SNPbox holds 3 modules for automated primer design: a SNP module, an exon module and a saturation module. Primer design is always related to a genomic sequence that upon first use is masked for repeats using RepeatMasker and an adapted version of Sputnik. This adapted version is used to detect micro satellite repeats and single base stretches and its output is arranged in 3 classes: repeats with less then 8 repeat units, repeats with 8 or more repeat units and single base stretches of at least 8 identical bases.
The SNP module allows primer design for the validation of public SNPs. In order to map public SNPs on a given sequence, the genomic DNA is aligned to a database containing the HGVbase SNPs. SNPs found within a region of 300 bp are joined into one object.
In the exon module, coding sequences are identified within a genomic sequence by aligning cDNA and/or EST sequences using the program Spidey. In the object definition, exons are symmetrically extended by 50 bp on both sides to include the branch point and the splicing sites. In case an excluded repeat sequence is near an exon, the exon can be extended by 25 bp or not at all. In this module, objects within a region of 250 bp are joined into one object.

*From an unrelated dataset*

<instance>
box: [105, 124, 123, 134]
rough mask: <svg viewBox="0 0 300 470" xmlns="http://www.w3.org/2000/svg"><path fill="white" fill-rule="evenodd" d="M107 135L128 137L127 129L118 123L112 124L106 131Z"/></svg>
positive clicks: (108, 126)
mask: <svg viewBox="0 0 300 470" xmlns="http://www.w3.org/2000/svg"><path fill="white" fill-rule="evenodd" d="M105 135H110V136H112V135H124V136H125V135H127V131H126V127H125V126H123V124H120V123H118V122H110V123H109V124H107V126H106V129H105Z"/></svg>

In the saturation module, the objects are the parts of the genomic sequence between the excluded. Targets are defined with a default overlap of 35 bp. Since the length of an object is not necessarily a multifold of the optimal target length, SNPbox aims to design targets approaching the optimal target length as close as possible.

output

The output of SNPbox consists of an HTML page with a graphical representation of the annotated genomic sequence and hyperlinks to a variety of files, allowing easy inspection of data. A tab-delimited file contains the primer sequences, genomic position and PCR amplification conditions. Also GC content is calculated per frame of 50 bp of the amplicon, that translates in a value for average GC content, and a minimal and a maximal GC content.